Schönberger hat 2007 die Aufgabe übernommen, die Wolfgang Joop in seiner Firma bis 2001 bekleidete, als er das Unternehmen im Streit über die Internationalisierung verließ. Bereits 1998 hatte Joop 95 Prozent seiner Anteile an die Hamburger Wünsche AG verkauft. Im Konfliktjahr 2001 folgte der Rest und eine Zeit häufiger Eigentümer- und Designerwechsel, die der Marke das Profil nahmen. Heute ist Schönberger der Kopf, der die Linie aller Joop-Produkte wie der Herren- und Damenkollektion, aber auch von Accessoires wie Uhren und der Wohnkollektion Living bestimmt. Zusammen mit einer Handvoll Designern, die wie er noch immer in der Villa am Harvestehuder Weg arbeiten, in der schon Wolfgang Joop wirkte. Schönberger ist dem gebürtigen Potsdamer dankbar. "Sein Geist ist immer da". Er habe die Route vorgegeben, als "exzentrischer, intelligenter Mann, und es ist eine Route, die ich gerne aufgreife". Ein einziges Mal haben sich der alte und der neue Kopf von Joop bisher getroffen, bei einer Show des Kollegen Michael Michalsky. Joop hat dort über Schönberger gesagt, "jetzt muss ich mich nicht mehr schämen". Schönberger wäre aber kaum Kreativer, wenn er sich nicht auf seine eigene Schöpferkraft, auf seinen persönlichen Stil verließe. "Der Emanzipationsprozess ist in vollem Gange", sagt der 42-Jährige.

Schönberger will Joop als Designerlabel positionieren. Er nennt sich in einer Reihe mit Konkurrenten wie Boss und Lezard, setzt aber stärker auf Emotionen. Den Joop-Träger sieht er als "Kosmopolit, Entdecker und Provokateur", der eine modische Marke mit Sexappeal will. Das Preisniveau beschreibe das "Tor zum Luxus", es ist ähnlich wie bei Boss, Anzüge kosten zwischen 399 und 699 Euro.

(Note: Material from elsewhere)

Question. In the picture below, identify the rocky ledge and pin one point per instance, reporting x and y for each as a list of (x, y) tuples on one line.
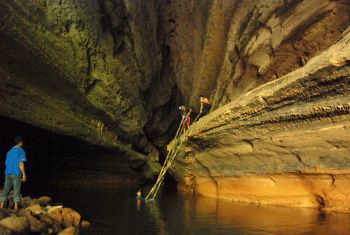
[(38, 216), (285, 142)]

Aber nicht nur in die Mode investiert das Unternehmen, sondern auch in den Ausbau des Verkaufs. Bei den drei eigenen Geschäften in Hamburg, Düsseldorf und Sylt wird es nicht bleiben. Die Firma nimmt Standorte in Berlin, München oder Frankfurt ins Visier. Auch in den USA und Asien will Joop weiter wachsen. Schönberger ist dankbar, dass sein Arbeitgeber "einen langfristigen Aufbau der Marke" erlaubt. Dafür stehe die Muttergesellschaft Holy Fashion (Strellson, Windsor, Tommy Hilfiger), ein Familienunternehmen aus der Schweiz, das seit 2008 Alleineigentümer von Joop ist.

Die gute Nachricht für Hamburg: Die Joop-Zentrale in der Hansestadt mit ihren 40 Mitarbeitern steht trotz der Schweizer Mutter nicht zur Disposition. Hamburg ist und bleibt "Herkunft und Zentrum der Marke". Und möglicherweise verbindet die Modeszene die Stadt bald auch wieder mit Joop. Und nicht nur mit Jil Sander.